Sometimes malpractice occurs. At other times the result the patient desires is not achieved, but physicians striving for the best outcome for a patient are unable to deliver that result even though all their efforts are in accordance with the best standards of medical care. Even when a physician is confident he or she has done nothing wrong, they know he or she potentially faces years of depositions, self-doubt, and a trial. Emotional strain and financial loss are a frequent result.

Accordingly I was immediately anxious when a large envelope was delivered to me by special mail many years ago. On opening the envelope I was confronted with a 30-page document authored by a patient I had recently seen. The document was obviously a lawsuit. I hastily reviewed in my mind what interaction I had experienced with the patient and then I obtained her chart to study what interaction and advice had taken place. There was nothing in her record to suggest she had a serious illness when I had seen her, but I immediately pondered what serious malady I had overlooked resulting in her suit against me.

As I began to study the pages, I noticed she had begun by suing a number of other entities, including a world famous medical center in another state along with several of the professionals practicing in that institution. Some of her complaints:

• A bedpan was “mishandled by a nurse, and a new corset was ruined…”

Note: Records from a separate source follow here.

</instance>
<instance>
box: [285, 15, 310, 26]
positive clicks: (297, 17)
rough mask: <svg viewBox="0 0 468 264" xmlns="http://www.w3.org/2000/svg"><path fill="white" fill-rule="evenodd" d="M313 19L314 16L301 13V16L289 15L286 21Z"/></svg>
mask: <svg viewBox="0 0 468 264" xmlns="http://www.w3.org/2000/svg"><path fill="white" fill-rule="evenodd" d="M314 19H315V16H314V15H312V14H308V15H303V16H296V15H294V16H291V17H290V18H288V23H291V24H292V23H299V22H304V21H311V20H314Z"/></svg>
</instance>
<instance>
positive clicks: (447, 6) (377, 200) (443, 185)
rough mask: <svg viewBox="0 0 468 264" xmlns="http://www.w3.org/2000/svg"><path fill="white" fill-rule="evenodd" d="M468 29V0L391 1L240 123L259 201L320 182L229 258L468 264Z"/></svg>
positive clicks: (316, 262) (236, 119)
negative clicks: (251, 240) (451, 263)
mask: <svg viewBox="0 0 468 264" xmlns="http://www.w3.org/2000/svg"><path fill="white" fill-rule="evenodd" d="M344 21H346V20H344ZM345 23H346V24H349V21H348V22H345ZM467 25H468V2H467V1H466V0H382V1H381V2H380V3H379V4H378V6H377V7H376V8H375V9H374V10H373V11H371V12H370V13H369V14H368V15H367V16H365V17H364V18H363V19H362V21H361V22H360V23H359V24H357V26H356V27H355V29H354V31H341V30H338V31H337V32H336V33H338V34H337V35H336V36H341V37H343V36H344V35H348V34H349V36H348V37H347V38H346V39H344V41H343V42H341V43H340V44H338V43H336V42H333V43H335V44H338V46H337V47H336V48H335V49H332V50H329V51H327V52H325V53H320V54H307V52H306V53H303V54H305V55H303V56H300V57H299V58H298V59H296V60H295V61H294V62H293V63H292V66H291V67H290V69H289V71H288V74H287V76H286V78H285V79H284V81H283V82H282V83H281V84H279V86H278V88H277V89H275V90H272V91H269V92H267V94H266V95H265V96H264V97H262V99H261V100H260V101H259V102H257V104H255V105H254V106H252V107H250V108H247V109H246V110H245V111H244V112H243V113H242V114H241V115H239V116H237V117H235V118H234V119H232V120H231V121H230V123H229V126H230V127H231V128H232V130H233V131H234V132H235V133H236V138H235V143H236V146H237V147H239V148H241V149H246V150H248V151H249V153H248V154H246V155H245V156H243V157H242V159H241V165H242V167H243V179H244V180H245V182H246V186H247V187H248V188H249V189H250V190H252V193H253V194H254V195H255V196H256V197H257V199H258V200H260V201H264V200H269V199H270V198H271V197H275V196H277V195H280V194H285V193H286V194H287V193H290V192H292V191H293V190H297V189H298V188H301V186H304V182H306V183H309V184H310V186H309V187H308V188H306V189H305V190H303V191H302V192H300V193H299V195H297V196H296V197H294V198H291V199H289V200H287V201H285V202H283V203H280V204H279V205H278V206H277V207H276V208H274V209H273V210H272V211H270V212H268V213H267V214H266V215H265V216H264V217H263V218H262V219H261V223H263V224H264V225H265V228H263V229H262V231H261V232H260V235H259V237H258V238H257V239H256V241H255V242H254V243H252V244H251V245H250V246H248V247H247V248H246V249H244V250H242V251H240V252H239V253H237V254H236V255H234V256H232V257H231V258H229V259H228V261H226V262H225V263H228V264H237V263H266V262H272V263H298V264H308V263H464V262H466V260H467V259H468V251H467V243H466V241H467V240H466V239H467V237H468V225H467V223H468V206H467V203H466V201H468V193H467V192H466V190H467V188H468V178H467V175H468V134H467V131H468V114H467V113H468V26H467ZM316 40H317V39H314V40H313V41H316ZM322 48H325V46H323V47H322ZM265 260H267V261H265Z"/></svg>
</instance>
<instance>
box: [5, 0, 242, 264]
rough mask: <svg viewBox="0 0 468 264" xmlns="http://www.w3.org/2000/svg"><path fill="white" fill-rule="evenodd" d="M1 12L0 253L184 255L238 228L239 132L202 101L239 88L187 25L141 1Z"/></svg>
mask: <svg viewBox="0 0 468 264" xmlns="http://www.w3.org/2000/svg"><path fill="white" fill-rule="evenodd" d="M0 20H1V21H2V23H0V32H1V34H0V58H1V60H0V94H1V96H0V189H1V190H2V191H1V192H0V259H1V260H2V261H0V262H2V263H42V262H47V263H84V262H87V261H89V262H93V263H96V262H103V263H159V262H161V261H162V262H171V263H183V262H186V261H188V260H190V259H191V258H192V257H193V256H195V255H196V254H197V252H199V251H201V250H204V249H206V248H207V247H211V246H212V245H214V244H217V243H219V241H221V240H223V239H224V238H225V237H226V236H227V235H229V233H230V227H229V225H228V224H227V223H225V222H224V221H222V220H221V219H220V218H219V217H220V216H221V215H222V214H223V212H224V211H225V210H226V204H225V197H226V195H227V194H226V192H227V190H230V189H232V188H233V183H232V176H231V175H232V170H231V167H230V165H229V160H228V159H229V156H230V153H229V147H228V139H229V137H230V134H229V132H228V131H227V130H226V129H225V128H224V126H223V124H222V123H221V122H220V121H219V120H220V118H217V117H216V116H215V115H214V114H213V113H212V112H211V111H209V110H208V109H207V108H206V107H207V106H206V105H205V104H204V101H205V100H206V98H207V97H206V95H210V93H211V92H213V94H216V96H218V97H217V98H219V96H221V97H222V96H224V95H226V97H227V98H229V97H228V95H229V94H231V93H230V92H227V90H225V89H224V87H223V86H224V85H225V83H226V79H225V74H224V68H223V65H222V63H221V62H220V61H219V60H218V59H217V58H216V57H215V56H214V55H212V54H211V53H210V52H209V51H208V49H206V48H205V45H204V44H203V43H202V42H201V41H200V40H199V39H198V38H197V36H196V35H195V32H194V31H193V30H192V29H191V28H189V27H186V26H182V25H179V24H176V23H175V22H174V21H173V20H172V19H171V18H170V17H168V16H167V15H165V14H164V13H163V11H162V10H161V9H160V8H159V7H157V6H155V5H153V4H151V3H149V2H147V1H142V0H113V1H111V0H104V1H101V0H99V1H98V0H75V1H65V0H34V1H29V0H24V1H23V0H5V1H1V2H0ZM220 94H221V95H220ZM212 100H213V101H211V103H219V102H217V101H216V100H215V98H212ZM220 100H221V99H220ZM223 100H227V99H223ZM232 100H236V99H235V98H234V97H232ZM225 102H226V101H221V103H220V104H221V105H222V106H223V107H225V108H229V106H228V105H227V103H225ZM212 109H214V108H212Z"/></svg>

• The medical center “without conscience, ethics or professionalism, did permit the plaintiff to have her spirit raped, and thus her privacy violated.”

• The medical center was “conspiring for political power by attempting to find solutions to the Social Security System at any costs, did use tactics in their professional duty that would be disassociated with a reasonable man.”

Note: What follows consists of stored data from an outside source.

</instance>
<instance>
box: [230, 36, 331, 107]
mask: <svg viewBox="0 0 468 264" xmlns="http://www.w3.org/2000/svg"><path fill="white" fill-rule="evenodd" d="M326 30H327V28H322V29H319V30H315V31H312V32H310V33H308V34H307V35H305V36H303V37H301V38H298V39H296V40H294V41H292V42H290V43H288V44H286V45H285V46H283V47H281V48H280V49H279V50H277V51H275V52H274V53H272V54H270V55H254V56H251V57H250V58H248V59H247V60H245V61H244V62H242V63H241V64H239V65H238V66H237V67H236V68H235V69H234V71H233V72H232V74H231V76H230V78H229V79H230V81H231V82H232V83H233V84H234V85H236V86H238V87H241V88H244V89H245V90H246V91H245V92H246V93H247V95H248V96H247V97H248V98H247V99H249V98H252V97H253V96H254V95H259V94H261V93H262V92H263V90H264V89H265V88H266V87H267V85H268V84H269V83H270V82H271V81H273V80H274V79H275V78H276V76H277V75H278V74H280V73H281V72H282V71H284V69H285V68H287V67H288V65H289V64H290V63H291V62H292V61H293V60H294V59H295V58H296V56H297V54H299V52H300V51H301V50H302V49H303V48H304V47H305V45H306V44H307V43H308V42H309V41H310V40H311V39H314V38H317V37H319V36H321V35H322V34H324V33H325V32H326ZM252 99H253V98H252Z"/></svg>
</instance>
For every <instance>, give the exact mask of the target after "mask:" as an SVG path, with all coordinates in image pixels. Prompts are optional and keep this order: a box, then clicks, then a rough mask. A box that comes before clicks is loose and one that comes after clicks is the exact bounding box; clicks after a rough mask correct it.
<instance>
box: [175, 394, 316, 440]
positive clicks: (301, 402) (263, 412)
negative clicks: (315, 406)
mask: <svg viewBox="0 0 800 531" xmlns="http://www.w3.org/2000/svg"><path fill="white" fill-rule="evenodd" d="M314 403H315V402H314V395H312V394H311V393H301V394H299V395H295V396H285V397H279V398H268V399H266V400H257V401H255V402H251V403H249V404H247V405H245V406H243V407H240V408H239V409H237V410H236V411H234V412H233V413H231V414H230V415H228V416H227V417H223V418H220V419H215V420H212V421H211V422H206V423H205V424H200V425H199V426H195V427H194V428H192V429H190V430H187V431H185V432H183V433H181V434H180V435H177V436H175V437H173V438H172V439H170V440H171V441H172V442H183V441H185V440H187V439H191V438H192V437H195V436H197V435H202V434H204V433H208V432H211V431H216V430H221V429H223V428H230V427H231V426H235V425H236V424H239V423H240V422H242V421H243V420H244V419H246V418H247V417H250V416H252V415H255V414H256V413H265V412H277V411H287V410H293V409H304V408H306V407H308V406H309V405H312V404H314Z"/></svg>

• She “was met with harshness, pressure, harassment, a bribe, snobbery, misdiagnosis, poor therapy, and misprescribed (sic) medication…”

• The medical center “hurt the plaintiff’s reputation with a misdiagnosis by one brother in the physician ring.”

• An individual at the medical center was “striving for power at the expense of a human being, used unreasonable tactics to seek reform of the ailing Social Security System. The same person “was hoping to obtain a lead from the plaintiff’s subconscious mind on the ailing Social Security System that would make him look good to those in a higher command…”

• The plaintiff also believed that the United States Administration conspired “to violate the plaintiff’s rights in both times of a national emergency and in times when no emergency existed.”

There were a total of 71 counts in the plaintiff’s pleading. Relief requested for the counts ranged from $1 to $1,000,000. The count against me — I “did not void a medical release form after the plaintiff requested same from the defendant” and that I “secured the plaintiff’s signature on a class withdrawal form, and then hoped to make the new authorization equal too (sic) an outdated medical release form.” For this action she prayed for $1 “in damages for co-conspiracy and malpractice.”

The plaintiff filed this action in federal court in another state without apparent involvement of an attorney. The institution that employed me hired co-counsel in that state to represent me and a professor in my institution who was also being sued. I learned our suits were dropped because of an improper venue in the filing.

After reading all the complaints, especially the nebulous complaint against me I ceased to be concerned. But money was spent by my employer defending the charges against me and the professor. I assume the medical center in the other state had their in-house counsel represent them. Time and money was wasted in responding to what I consider to be frivolous complaints, although not perceived as such by the plaintiff.

Malpractice does occur and victims should be compensated, but the toll on providers cannot be measured in actual malpractice nor in cases where clearly no malpractice has occurred. In the many years since these events took place reform in malpractice litigation has taken place in state legislatures, but the challenge remains to sort the serious from the frivolous.

Jo Sweet of Johnson City is a semi-retired internal medicine physician who served as a captain in the Army Medical Corps.